Wird das externe Programm von Java aus gestartet? Dann könnte man das ggf. auswerten ob es fertig ist.

Ansonsten sehe ich die Möglichkeit, alle 2 Sekunden zu prüfen ob sich die Dateigröße geändert hat. Wenn nein - vermutlich fertig.


----------



## kneitzel (3. Dez 2019)

Was du probieren kannst ist die lock / tryLock vom FileChannel (java.nio package):
https://dzone.com/articles/locking-files-in-java

Wenn Du den Lock bekommen kannst, dann sollte die Datei nicht mehr geöffnet sein.


----------



## Bluedaishi (3. Dez 2019)

Nein dies ist leider kein Programm das aus Java heraus gestartet wird


----------



## Bluedaishi (3. Dez 2019)

Das heist wenn lock == null ist die Datei geöffnet


----------



## Thallius (3. Dez 2019)

Hat bei mir nicht wirklich geklappt.

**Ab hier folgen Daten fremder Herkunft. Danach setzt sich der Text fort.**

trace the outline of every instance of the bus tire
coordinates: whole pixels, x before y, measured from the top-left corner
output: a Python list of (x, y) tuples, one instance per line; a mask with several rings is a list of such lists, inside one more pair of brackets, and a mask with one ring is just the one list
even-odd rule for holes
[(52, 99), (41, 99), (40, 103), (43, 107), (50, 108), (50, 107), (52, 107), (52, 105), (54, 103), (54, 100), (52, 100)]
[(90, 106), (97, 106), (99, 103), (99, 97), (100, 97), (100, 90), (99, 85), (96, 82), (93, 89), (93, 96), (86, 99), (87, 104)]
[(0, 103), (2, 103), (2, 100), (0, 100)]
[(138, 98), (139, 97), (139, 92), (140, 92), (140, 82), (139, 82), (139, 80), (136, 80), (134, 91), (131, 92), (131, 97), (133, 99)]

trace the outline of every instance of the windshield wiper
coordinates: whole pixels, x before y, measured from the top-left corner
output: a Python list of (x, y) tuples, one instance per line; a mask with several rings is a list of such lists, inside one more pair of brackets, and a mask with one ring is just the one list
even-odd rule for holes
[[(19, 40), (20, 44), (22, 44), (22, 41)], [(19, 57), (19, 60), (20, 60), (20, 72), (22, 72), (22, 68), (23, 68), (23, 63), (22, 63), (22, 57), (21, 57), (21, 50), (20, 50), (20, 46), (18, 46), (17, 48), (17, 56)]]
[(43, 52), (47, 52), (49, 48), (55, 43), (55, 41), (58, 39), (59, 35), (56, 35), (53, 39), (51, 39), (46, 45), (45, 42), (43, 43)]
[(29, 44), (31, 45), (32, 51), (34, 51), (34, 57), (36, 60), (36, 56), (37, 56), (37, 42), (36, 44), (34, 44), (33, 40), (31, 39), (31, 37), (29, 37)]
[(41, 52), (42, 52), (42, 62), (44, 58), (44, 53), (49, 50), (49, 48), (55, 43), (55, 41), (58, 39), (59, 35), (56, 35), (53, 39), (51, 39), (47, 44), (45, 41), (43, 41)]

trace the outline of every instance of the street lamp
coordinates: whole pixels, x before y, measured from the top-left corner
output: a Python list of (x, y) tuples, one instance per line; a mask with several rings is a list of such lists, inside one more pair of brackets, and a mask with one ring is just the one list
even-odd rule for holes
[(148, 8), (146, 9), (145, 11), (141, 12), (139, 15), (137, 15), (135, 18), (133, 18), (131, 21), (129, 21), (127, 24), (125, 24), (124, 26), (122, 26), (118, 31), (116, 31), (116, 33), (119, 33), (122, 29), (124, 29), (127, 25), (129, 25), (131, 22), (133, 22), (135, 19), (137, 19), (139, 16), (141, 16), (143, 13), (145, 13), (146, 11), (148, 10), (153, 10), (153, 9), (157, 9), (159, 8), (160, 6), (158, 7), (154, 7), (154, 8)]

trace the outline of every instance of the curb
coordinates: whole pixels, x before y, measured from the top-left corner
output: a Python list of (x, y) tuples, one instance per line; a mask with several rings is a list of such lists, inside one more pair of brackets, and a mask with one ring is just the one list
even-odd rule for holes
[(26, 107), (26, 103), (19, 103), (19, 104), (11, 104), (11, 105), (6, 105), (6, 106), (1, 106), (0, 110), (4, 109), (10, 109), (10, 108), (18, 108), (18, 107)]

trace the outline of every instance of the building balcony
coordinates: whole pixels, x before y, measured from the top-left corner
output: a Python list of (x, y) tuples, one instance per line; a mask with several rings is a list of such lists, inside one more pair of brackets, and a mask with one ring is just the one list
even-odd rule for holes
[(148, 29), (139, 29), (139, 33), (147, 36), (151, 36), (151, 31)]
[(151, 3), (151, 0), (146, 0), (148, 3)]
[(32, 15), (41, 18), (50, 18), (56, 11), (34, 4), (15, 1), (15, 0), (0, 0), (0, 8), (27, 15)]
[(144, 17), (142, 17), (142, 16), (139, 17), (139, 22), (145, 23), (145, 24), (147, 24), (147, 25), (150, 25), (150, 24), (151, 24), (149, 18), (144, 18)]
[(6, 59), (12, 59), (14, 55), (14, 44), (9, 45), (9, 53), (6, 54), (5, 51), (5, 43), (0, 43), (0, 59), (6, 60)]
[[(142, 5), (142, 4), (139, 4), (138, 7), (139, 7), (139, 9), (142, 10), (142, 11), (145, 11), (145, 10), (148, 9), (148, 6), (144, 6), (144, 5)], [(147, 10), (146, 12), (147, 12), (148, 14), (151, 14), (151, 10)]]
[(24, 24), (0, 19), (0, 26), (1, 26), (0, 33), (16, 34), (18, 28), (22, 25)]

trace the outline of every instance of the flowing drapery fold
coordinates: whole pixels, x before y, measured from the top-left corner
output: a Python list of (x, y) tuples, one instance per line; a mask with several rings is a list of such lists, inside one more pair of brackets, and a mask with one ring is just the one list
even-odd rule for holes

Ich habe dann als Workaorund die Datei einfach umbenannt. Wenn das geklappt hat ist sie wirklich geschlossen gewesen. Kann aber auch sein, dass ich beim Lock irgendwas falsch gemacht habe damals. 

Gruß

Claus


----------



## kneitzel (3. Dez 2019)

Generell muss man da aber auch auf das Betriebssystem / Dateisystem achten. Unter Linux wird ein Umbenennen und Löschen gut funktionieren, auch wenn die Datei geöffnet ist. Die Applikation schreibt dann fleißig weiter und bekommt davon auch nichts mit 

Und das Vorgehen dürfte sein:
a) Erst ein RandomAccessFile erzeugen mit rw -> So die Datei geblockt wurde wird dies schon fehlschlagen vermute ich.
b) Dann kann man sich mit getChannel den FileChannel geben lassen.
c) Mit dem FileChannel kann man dann noch ein tryLock aufrufen. Wenn da null zurück gegeben wurde, dann wird die Datei noch woanders geöffnet sein. (Ich vermute, dass hier ein komplett exclusiver Lock angefordert wird. Wenn die Datei also von jemandem nur gelesen wird der die Datei aber nicht exclusiv haben wollte und auch weiteres Schreiben erlaubte, dann wird so eine Verbindung ein solchen Exclusiven Lock verhindern. Daher vermute ich, dass Du hier eigentlich nie rein laufen wirst ...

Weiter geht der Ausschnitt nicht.